In accordance with one or more preferred embodiments, the number of times temporary authorization credentials can be incorrectly entered before complete logout could be limited from one upwards. This would further enhance security and effectively neutralize the risk of a brute force attack guessing the temporary authorization credentials.
In accordance with one or more preferred embodiments, after log out, a user must log in again using their primary, more secure access methodology (such as username and password) before generating new temporary authorization credentials. In accordance with one or more preferred embodiments, it is possible to store “used” temporary authorization credentials for each user and bar users from re-using older temporary authorization credentials forever, or for a certain period of time, in order to increase security.
In accordance with one or more preferred embodiments, following login to an application via an electronic apparatus, a user is prompted to input temporary authorization credentials, e.g., a session passcode. In accordance with one or more preferred embodiments, a hash of these temporary authorization credentials is securely stored. This could be stored locally at the electronic apparatus in the same file system, locally in a different file system, virtually at the electronic apparatus, locally on a different virtual machine at the electronic apparatus, in a cloud, at a remote server, at an electronic access system, at a remote data store, at a physically proximate device, etc. Subsequently, upon a triggering event, a user of the electronic apparatus will be prompted for input of the temporary authorization credentials. These input temporary authorization credentials will be hashed in the same manner as the original temporary authorization credentials, and the hashes will be compared. If there is a match, the user is re-authenticated. In this way, access to an application is gated by the session passcode. If a user is unable to re-enter the correct session passcode, then full re-login will be required.
In accordance with one or more preferred embodiments, following login to an application associated with a computerized system via an electronic apparatus, an authorization token is returned to the electronic apparatus and stored at the electronic apparatus, and a user is prompted to input temporary authorization credentials, e.g., a session passcode. In accordance with one or more preferred embodiments, these temporary authorization credentials or a hash of these temporary authorization credentials are communicated to the computerized system. The temporary authorization credentials, or a hash thereof, or an integrated token containing the temporary authorization credentials or a hash thereof, are stored at the computerized system.

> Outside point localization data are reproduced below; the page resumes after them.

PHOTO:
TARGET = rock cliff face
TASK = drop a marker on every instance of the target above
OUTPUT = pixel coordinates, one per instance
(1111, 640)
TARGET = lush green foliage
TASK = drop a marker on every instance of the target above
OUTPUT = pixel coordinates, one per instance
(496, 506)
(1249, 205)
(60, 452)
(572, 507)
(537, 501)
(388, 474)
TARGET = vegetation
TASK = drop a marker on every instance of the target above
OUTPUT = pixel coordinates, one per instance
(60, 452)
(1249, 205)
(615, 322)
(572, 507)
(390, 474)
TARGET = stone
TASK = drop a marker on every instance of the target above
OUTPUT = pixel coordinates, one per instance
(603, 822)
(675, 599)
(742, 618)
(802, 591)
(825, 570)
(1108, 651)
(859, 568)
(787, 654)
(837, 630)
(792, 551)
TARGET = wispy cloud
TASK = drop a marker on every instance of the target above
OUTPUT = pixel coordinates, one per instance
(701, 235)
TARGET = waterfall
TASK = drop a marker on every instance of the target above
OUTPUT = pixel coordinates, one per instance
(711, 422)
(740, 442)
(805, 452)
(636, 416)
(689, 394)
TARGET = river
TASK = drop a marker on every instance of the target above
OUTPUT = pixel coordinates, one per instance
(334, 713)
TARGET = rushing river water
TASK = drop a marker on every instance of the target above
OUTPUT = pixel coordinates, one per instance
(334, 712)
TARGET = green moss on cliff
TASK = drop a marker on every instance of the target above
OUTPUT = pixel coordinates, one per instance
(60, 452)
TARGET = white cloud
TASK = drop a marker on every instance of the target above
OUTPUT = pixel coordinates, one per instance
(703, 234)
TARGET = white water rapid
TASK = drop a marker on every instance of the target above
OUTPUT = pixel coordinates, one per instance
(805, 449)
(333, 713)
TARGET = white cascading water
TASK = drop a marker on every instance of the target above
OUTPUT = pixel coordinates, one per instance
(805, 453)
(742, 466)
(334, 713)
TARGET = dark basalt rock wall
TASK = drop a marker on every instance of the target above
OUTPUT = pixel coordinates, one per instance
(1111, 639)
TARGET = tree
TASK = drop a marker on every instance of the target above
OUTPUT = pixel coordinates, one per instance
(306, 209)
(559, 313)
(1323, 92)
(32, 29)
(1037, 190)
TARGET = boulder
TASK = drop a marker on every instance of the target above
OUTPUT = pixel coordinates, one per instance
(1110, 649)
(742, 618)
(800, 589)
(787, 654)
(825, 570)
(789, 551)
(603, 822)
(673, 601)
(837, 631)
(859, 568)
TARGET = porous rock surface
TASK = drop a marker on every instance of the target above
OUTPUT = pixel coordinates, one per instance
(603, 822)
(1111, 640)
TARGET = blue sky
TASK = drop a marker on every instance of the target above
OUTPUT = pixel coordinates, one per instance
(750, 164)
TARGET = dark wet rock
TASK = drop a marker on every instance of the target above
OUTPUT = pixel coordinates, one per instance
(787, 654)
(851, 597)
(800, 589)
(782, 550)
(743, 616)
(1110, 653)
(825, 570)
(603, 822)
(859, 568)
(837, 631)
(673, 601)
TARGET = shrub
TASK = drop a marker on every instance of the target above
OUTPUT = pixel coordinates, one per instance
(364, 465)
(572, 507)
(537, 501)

Subsequently, upon a triggering event, a user of the electronic apparatus will be prompted for input of the temporary authorization credentials. These input temporary authorization credentials will be hashed and integrated into the authorization token stored at the electronic apparatus. The integrated authorization token will be communicated from the electronic apparatus to the computerized system where it is compared to an integrated token integrating the previously communicated session passcode or hashed session passcode. If there is a match, the user is re-authenticated. In this way, access to an application is gated by the session passcode. If a user is unable to re-enter the correct session passcode, then full re-login will be required.

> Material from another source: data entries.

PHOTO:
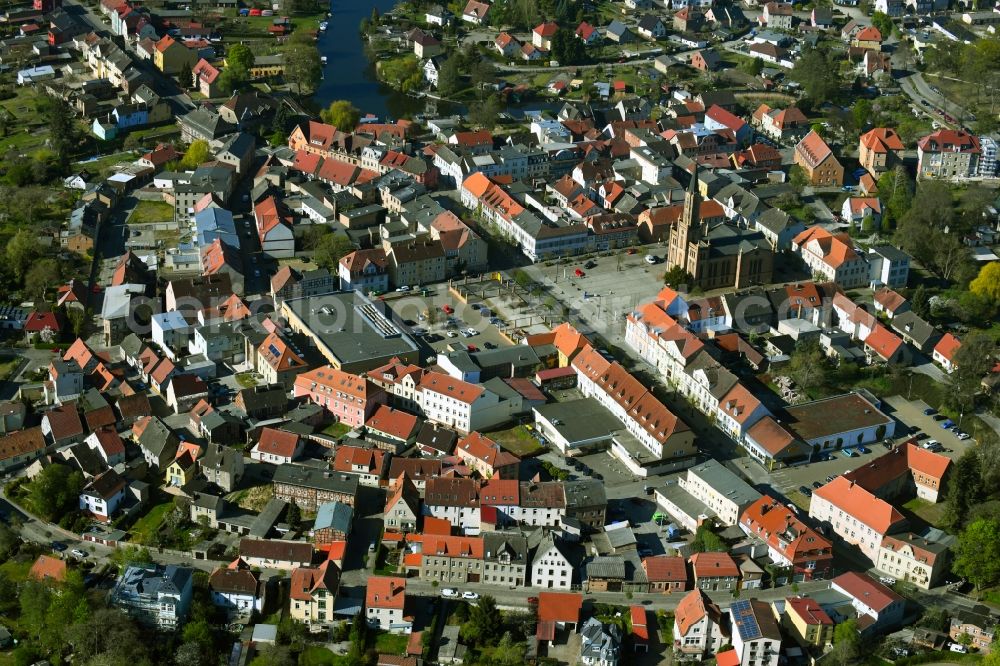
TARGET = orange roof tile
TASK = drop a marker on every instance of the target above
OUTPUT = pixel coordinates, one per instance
(860, 504)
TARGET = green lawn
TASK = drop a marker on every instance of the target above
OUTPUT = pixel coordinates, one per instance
(387, 643)
(246, 380)
(317, 655)
(518, 441)
(337, 429)
(146, 527)
(932, 514)
(148, 212)
(6, 367)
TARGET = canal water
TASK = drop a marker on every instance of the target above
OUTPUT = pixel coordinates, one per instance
(348, 74)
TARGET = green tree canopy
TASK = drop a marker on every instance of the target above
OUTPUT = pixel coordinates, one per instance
(341, 114)
(987, 283)
(197, 154)
(55, 491)
(977, 552)
(329, 250)
(303, 68)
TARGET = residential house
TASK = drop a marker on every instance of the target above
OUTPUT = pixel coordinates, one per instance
(385, 600)
(699, 627)
(154, 595)
(879, 150)
(715, 571)
(806, 621)
(600, 643)
(275, 553)
(949, 155)
(790, 542)
(913, 559)
(981, 628)
(351, 399)
(312, 593)
(945, 351)
(665, 573)
(551, 568)
(236, 589)
(855, 515)
(102, 496)
(402, 507)
(756, 637)
(878, 607)
(277, 447)
(818, 161)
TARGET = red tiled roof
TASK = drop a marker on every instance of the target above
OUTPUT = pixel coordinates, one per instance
(713, 565)
(559, 607)
(385, 592)
(873, 594)
(947, 346)
(46, 567)
(277, 442)
(860, 504)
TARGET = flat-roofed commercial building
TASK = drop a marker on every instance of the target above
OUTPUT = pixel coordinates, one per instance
(354, 333)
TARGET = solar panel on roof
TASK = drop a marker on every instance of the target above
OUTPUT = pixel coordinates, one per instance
(745, 620)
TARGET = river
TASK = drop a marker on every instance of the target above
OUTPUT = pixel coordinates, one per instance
(348, 74)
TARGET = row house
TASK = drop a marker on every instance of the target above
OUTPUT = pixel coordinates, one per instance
(667, 441)
(351, 399)
(855, 515)
(452, 560)
(790, 542)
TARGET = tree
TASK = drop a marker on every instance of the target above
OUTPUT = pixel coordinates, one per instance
(815, 70)
(197, 154)
(330, 249)
(707, 541)
(22, 251)
(131, 554)
(43, 275)
(55, 491)
(987, 284)
(920, 302)
(846, 642)
(977, 552)
(450, 76)
(485, 622)
(884, 24)
(965, 487)
(185, 77)
(868, 225)
(486, 113)
(62, 128)
(294, 516)
(678, 278)
(808, 365)
(342, 115)
(240, 58)
(303, 68)
(10, 540)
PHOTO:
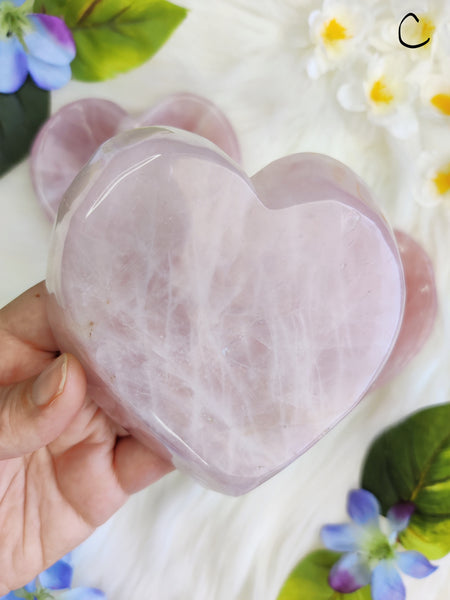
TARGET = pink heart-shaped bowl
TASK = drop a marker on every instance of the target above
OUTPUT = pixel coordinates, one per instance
(227, 321)
(70, 137)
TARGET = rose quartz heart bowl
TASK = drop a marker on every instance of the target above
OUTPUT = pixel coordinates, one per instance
(226, 321)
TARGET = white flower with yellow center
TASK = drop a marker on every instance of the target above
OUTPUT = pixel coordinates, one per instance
(435, 94)
(434, 172)
(385, 93)
(338, 31)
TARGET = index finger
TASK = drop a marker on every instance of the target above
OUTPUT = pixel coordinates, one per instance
(27, 344)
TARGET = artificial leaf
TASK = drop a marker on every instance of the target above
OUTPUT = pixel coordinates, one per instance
(113, 36)
(411, 462)
(309, 580)
(21, 116)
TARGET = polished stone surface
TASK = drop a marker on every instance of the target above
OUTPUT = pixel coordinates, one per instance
(70, 137)
(420, 308)
(234, 320)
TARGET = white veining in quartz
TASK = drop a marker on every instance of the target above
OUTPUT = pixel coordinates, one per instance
(233, 333)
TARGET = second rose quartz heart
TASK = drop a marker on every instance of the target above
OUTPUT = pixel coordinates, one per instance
(229, 322)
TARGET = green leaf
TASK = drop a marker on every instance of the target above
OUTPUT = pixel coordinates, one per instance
(113, 36)
(21, 115)
(411, 462)
(309, 580)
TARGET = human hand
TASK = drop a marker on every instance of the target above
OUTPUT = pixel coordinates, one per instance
(65, 467)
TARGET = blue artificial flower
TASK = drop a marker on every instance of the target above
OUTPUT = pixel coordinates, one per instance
(38, 44)
(371, 555)
(56, 577)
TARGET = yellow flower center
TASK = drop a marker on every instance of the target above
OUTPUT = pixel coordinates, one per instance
(334, 32)
(442, 103)
(442, 181)
(380, 93)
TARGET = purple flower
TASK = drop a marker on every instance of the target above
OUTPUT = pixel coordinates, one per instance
(56, 577)
(371, 555)
(41, 45)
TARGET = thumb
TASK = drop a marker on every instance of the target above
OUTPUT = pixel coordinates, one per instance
(35, 412)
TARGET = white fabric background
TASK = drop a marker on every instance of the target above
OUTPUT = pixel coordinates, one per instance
(177, 540)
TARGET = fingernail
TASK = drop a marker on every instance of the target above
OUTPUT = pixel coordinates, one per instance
(50, 382)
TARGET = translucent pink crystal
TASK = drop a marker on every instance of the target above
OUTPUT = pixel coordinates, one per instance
(66, 142)
(420, 308)
(232, 320)
(70, 137)
(196, 114)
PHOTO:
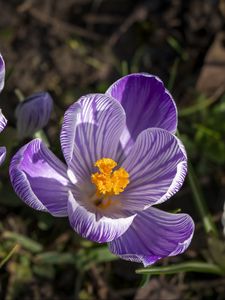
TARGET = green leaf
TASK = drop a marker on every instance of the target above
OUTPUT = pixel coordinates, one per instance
(194, 266)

In accordance with one or more preferred embodiments, in a decryption key context, systems and methods disclosed herein are utilized to partially solve issues with contemporary offline security of devices that store sensitive information. Current systems that need offline secure information typically need to have both the decryption key and the encrypted data stored on the same devices. Even when these are in separate file areas, an experienced hacker is often able to access the decryption key and hence is able to unlock the encrypted data. In accordance with one or more preferred embodiments, adding a further step which is changed per user access, and can potentially be held in memory for the duration of the session, further increases the barriers for a hacker to access personal information.

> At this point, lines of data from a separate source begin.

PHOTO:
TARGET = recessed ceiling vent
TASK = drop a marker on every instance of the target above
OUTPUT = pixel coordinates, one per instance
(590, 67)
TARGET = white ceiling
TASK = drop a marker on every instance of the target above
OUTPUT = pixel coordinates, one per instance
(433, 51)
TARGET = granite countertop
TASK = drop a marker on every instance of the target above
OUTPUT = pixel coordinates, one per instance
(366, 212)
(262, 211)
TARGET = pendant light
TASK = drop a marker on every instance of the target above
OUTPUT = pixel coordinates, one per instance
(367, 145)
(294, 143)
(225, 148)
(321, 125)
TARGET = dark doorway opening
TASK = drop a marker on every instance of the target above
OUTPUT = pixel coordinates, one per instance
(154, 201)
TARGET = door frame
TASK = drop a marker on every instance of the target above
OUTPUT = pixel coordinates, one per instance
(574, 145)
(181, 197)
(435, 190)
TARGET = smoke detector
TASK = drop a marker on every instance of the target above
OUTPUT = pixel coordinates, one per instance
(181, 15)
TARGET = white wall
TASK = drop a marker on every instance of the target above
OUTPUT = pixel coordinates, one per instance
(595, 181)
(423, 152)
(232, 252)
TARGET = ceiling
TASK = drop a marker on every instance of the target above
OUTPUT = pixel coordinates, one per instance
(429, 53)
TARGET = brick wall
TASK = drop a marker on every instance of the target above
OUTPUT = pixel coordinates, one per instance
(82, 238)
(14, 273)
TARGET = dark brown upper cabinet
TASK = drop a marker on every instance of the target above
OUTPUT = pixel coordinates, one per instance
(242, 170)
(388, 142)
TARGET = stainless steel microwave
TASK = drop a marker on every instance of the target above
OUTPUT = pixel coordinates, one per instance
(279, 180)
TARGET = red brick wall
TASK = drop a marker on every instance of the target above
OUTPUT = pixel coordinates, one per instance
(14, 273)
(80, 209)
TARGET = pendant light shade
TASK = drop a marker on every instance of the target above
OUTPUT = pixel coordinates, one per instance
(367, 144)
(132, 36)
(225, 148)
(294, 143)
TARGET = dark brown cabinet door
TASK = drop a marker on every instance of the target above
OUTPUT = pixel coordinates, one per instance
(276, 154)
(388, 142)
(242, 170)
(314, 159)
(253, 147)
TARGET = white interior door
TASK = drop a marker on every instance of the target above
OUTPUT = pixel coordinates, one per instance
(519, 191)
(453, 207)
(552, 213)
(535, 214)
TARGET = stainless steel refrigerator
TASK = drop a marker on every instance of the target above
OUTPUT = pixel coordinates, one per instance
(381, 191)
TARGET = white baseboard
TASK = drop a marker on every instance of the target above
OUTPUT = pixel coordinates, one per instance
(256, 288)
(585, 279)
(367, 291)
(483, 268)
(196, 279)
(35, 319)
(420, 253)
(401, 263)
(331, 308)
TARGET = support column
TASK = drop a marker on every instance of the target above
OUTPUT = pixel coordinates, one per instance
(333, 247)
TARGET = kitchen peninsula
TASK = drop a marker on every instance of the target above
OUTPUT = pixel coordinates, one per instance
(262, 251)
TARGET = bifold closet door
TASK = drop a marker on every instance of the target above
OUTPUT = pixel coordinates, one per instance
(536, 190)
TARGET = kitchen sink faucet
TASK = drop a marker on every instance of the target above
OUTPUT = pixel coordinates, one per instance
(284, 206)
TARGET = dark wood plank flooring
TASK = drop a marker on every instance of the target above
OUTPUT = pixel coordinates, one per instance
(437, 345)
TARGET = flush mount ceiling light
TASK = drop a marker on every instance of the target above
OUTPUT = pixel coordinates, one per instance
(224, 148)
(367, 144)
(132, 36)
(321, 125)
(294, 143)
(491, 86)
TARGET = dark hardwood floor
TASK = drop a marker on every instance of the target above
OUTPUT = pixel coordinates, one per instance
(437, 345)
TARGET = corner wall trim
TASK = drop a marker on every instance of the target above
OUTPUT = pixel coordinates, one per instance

In accordance with one or more preferred embodiments, following login to a computerized system or application via an electronic apparatus or access of data within the computerized system or application, a user is prompted to input temporary authorization credentials, e.g., a session passcode. In accordance with one or more preferred embodiments, a hash of these temporary authorization credentials is utilized to encrypt data for the computerized system or application, where a decryption key is generated which is incomplete in that it needs the session passcode or a hash of the session passcode inserted in order to be complete. Subsequently, if a user wants to access the encrypted data, the user will be prompted for input of the temporary authorization credentials. These input temporary authorization credentials will be hashed in the same manner as the original temporary authorization credentials, and the hashes will be compared. If there is a match, the user is re-authenticated. In this way, access to data from a computerized system or application is gated by the session passcode. If a user is unable to re-enter the correct session passcode, then full re-login will be required.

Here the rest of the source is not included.